Neo-Osmanlıcılık bitmedi daha yeni başlıyor! – Hasan FERAMUZ

Neo-Osmanlıcılık, iktidara geldiğinden bu yana  AKP’nin politikalarına, iniş-çıkışlarla olsa da, yön veren en önemli düşünce olmayı sürdürüyor. Sözcüsü olduğu sermayenin yeni pazar ihtiyacının da iteklediği bu düşünce, şimdilerde AKP’nin içeride ve dışarıda yaşadığı krizler için de bir “kurtuluş” imkânı sunuyor.

Kudüs hamaseti içeriye

Man Adaları Belgeleri ve Rıza Zarraf’ın itirafları ile içeride sıkışan AKP’nin imdadına Trump’ın Kudüs kararı Hızır gibi yetişti. Bu karara karşı gösterdiği tavırla “ümmetin lideri” olduğunu tekrardan gösterme şansı yakalayan Erdoğan, İslam İşbirliği Teşkilatı’nı (İİT) İstanbul’da topladı. Bolca tehdidinin, hamasetin havada uçuştuğu bu toplantıda İsrail’e yönelik herhangi bir yaptırım kararı alınmadı.
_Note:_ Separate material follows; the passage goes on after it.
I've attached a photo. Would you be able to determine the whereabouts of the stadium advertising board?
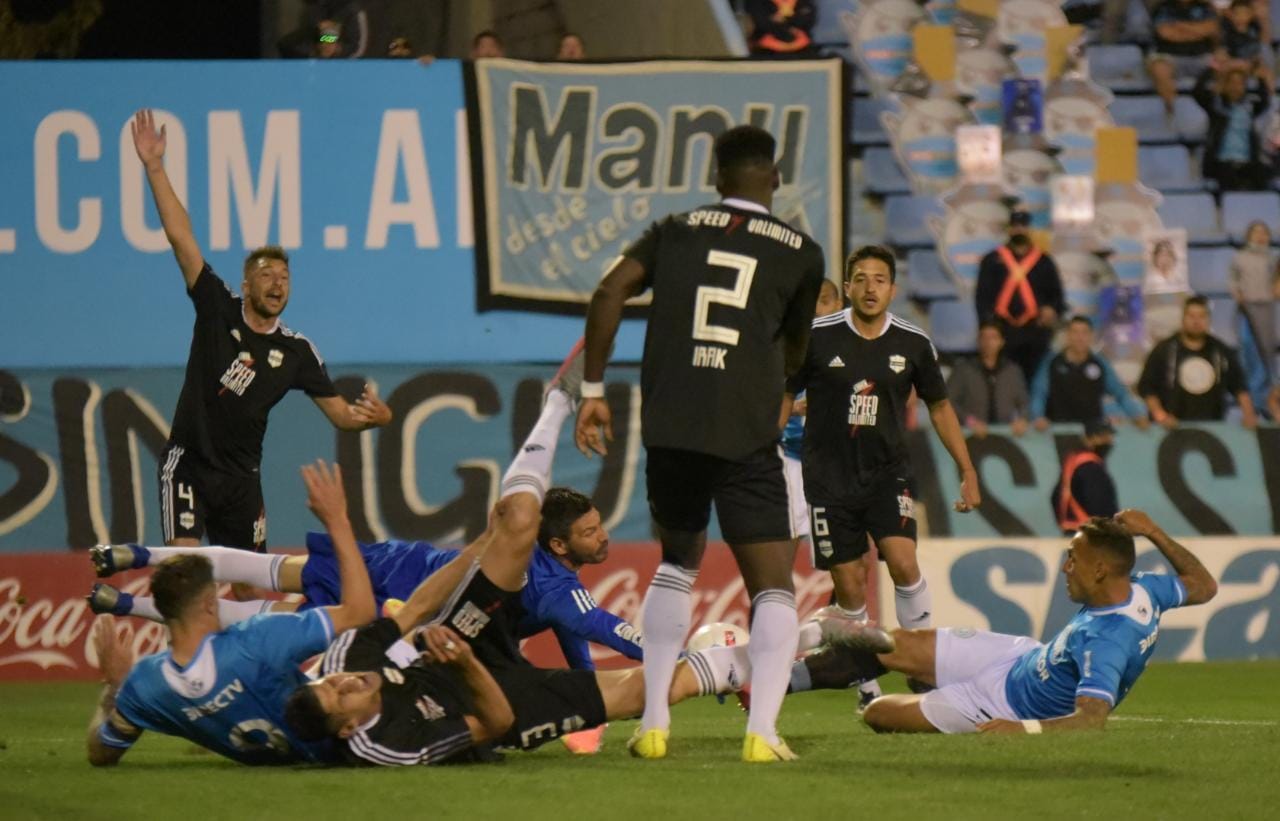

Üstüne üstlük bir kahramanlık edasıyla Filistin Devleti’nin başkentinin Doğu Kudüs olduğu ilan edildi!

Doğu Kudüs, Hamas’ından FHKC’sine bütün Filistin örgütlerin reddettiği, 1967 sınırlarını esas alan Filistin’in başkenti. Böylece bu karar, Mavi Marmara anlaşmasında fiilen kabul edilen, Kudüs’ün İsrail’in başkenti olduğu kararına giden yolda önemli bir eşiğin aşılması anlamına geliyor. Çünkü Batı Kudüs’ü işgal ederek ele geçiren İsrail’in bu işgalini tanıyıp “bari Doğu Kudüs Filistinlilerin olsun” diyorsanız, yarın “aslında Kudüs’ün tamamı İsrail’indir” demenizin önündeki engel nedir?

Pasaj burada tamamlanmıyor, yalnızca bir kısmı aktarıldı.